Cabinets comptables : 5 conseils pour recruter les jeunes talents

Dynamique, connectée et créative, la génération Z intéresse beaucoup les cabinets comptables. Mais ces derniers souffrent d’un manque d’attractivité et d’une image un peu désuète : comment attirer et retenir les jeunes talents ? Les conseils de Loïc Vegas*, chef de mission comptable et postulant au titre d’Expert-Comptable.

 

* Bientôt trentenaire, diplômé du DCG et DSCG, Loïc Vegas travaille dans l’expertise comptable depuis 6 ans et est actuellement employé au cabinet comptable Orfis Baker Tilly, à Lyon. Dans le cadre de son cursus pour obtenir le diplôme d’Expert-Comptable et Commissaire aux Comptes (DEC), il a mené une étude originale, matérialisée par un mémoire. Etudiants, enseignants et cabinets comptables ont été interrogés et leurs réponses analysées.

 

 

Dans quel cadre se situe votre travail de recherche ?

 

J’ai réalisé ce mémoire en vue de le présenter lors de ma soutenance pour un diplôme d’Expert-Comptable, laquelle a lieu dans quelques jours.
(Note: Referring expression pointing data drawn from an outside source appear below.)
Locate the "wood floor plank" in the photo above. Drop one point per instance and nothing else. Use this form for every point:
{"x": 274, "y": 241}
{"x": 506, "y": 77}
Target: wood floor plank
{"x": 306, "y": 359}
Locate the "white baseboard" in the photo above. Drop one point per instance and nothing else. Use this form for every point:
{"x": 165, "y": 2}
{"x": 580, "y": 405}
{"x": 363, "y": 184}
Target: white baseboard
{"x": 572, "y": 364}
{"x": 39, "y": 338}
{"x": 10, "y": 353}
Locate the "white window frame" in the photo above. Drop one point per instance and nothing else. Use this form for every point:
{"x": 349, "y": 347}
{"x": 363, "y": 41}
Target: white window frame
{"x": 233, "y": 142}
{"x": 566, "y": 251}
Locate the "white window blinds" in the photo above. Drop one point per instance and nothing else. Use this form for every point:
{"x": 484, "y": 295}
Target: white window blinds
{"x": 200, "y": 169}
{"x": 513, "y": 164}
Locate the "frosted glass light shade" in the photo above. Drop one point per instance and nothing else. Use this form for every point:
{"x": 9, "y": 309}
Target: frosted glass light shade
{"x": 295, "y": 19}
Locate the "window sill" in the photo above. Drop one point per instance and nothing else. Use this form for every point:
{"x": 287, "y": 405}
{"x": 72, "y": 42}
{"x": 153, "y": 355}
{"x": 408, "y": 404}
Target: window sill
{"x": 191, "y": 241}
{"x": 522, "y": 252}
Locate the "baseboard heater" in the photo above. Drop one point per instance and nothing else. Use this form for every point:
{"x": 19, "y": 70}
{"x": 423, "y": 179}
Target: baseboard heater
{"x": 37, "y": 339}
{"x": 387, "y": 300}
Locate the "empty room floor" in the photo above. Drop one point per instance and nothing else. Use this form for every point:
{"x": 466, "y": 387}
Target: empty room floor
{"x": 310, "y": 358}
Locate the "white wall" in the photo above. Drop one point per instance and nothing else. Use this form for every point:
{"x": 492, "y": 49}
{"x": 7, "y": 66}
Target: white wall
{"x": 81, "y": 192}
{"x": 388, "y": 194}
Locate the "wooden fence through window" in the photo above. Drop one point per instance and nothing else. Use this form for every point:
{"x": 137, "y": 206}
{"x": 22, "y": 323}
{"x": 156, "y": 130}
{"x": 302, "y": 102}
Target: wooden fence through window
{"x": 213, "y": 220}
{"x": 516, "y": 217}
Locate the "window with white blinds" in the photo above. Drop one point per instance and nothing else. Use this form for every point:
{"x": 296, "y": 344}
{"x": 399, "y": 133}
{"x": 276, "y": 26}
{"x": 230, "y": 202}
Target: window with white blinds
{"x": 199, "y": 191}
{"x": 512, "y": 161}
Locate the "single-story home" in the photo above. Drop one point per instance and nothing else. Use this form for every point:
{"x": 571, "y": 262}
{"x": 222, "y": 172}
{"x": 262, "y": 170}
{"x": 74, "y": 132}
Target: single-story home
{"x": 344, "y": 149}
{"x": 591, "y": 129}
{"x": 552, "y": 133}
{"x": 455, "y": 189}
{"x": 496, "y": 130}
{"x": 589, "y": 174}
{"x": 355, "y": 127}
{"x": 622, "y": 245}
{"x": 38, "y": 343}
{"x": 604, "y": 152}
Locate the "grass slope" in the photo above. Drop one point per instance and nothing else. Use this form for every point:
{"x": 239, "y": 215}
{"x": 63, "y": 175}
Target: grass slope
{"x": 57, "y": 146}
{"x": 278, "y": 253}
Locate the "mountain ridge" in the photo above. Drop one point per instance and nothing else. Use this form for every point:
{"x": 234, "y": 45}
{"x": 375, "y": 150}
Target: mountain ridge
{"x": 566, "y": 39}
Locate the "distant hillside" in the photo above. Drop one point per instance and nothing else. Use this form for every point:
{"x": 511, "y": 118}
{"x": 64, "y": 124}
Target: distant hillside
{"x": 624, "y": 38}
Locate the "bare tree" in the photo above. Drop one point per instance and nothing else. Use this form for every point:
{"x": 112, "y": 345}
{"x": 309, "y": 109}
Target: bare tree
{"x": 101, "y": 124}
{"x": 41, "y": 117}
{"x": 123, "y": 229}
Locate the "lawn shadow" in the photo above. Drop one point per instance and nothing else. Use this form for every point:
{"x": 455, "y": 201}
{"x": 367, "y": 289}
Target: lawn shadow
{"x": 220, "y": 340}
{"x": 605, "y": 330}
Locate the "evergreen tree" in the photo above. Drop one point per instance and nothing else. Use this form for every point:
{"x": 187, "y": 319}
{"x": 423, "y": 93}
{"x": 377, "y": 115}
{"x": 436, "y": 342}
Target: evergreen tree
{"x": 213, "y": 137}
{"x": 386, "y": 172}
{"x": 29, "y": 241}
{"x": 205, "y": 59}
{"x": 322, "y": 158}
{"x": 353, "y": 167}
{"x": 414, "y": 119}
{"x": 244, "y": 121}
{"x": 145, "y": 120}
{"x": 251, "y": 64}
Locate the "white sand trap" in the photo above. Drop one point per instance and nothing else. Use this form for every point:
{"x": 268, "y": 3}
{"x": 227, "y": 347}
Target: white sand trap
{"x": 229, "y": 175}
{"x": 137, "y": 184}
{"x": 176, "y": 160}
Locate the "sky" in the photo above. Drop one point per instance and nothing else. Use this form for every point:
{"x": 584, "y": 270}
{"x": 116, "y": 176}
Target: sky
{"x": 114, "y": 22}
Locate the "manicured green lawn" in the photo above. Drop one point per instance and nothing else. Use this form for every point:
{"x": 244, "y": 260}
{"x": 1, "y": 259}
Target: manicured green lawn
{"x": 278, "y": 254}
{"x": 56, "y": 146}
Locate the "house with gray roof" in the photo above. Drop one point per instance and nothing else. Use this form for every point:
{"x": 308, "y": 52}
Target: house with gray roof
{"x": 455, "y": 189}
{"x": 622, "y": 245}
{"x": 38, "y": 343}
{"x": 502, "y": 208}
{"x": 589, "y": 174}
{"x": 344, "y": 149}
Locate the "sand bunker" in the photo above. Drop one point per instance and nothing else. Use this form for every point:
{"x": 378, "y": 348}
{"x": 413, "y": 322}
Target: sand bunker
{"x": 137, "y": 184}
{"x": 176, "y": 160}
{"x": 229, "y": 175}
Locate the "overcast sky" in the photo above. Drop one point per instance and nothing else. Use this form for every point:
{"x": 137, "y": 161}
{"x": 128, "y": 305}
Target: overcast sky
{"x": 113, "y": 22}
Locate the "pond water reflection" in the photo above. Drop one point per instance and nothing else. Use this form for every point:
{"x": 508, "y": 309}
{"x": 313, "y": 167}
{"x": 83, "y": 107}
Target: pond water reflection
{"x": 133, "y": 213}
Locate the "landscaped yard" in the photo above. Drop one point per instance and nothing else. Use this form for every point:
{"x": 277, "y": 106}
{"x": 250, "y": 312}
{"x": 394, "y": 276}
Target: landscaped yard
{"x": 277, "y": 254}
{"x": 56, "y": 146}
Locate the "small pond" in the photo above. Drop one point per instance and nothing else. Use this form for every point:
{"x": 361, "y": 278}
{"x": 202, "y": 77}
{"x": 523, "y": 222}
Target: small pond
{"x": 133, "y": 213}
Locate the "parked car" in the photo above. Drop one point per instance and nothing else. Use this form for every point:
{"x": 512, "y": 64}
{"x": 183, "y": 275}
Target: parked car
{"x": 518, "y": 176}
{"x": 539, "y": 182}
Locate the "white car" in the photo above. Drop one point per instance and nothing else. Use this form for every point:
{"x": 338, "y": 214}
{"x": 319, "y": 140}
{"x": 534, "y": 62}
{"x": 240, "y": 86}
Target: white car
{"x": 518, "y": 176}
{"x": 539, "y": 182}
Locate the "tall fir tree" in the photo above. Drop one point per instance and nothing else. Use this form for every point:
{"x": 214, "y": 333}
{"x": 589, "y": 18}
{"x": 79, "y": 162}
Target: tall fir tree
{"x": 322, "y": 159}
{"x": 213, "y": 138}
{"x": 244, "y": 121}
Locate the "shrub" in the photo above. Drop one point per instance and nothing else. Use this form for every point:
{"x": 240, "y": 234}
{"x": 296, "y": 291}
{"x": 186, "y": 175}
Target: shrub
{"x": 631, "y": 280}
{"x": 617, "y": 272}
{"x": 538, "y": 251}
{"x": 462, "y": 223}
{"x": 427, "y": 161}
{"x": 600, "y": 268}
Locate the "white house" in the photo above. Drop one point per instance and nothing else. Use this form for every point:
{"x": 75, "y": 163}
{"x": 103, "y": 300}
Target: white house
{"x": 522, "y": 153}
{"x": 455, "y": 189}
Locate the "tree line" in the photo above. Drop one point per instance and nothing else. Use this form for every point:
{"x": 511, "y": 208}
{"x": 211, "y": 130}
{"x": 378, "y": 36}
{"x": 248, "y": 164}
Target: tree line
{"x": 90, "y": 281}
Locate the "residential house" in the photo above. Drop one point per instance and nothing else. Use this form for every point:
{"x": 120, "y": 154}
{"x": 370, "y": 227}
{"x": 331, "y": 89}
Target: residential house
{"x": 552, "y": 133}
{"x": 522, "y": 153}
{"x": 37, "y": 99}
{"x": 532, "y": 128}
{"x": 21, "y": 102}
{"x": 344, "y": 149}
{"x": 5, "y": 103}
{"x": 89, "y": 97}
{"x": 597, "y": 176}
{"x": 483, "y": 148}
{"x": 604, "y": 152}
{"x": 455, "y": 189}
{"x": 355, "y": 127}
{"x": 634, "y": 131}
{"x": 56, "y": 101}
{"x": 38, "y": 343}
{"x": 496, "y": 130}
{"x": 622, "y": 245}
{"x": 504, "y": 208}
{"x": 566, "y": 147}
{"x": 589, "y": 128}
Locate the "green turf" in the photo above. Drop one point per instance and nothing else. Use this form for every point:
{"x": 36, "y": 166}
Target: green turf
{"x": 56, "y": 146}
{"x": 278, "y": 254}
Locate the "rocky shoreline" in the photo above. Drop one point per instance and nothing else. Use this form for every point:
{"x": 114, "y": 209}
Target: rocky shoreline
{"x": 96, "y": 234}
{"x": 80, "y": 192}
J’ai voulu aborder 2 tendances :

 

• on présente souvent la génération Z (née après 1995) comme dynamique, impatiente, connectée, créative et décomplexée. Elle est aussi porteuse de projets, de sens et de valeurs – même si c’est parfois de façon paradoxale,

 

• force est de constater que les aspirations des Z coïncident avec des tendances lourdes : la transformation digitale des entreprises, la croissance exponentielle de l’économie collaborative et le phénomène d’ubérisation, lesquels concernent les entreprises et les cabinets comptables.

 

Ce mémoire, que j’ai intitulé « L’attractivité des cabinets et des cursus comptables pour la génération Z », a pour but :

 

• d’étudier le système actuel de formation, ainsi que les motivations et les freins de la génération Z par rapport à leur emploi en cabinet comptable,

 

• de revisiter le processus de recrutement et d’exposer les moyens d’une refonte du système RH des cabinets, pour entrer en cohérence avec les aspirations des jeunes et la nouvelle économie.

 

Quelle a été votre méthode de travail ?

 

J’ai réalisé de nombreuses interviews et des sondages d’opinion sur les réseaux sociaux auprès de lycéens et d’étudiants en Licence et BTS, DCG, en Master CCA et DSCG. L’objectif général étant de comprendre les attentes de ces étudiants quant à leurs futures conditions de travail : comment souhaitent-ils être recrutés ? Qu’est-ce qui les intéresse dans une offre d’emploi ? etc.

 

Les chiffres sont disponibles dans mon mémoire, que l’on peut obtenir sur simple demande, via mon profil Linkedin. Par parenthèse, j’ajoute que le blog de Cegid Education fait partie des sources que j’ai utilisées pour réaliser mon mémoire, en raison des nombreux experts qui viennent y partager leur expérience.

 

Quelles sont les principales conclusions de votre étude ?

 

1. L’image véhiculée par la profession et les cabinets d’expertise comptable n’est pas très attractive pour la génération Z. Il me semble que les professionnels pourraient se mobiliser pour améliorer la transparence et l’attractivité de cette profession. C’est même leur intérêt, s’ils souhaitent intégrer les nouvelles générations et les nombreux talents qui la caractérisent notamment lorsque l’on constate leur volonté d’être entrepreneurs, pragmatiques et sociables.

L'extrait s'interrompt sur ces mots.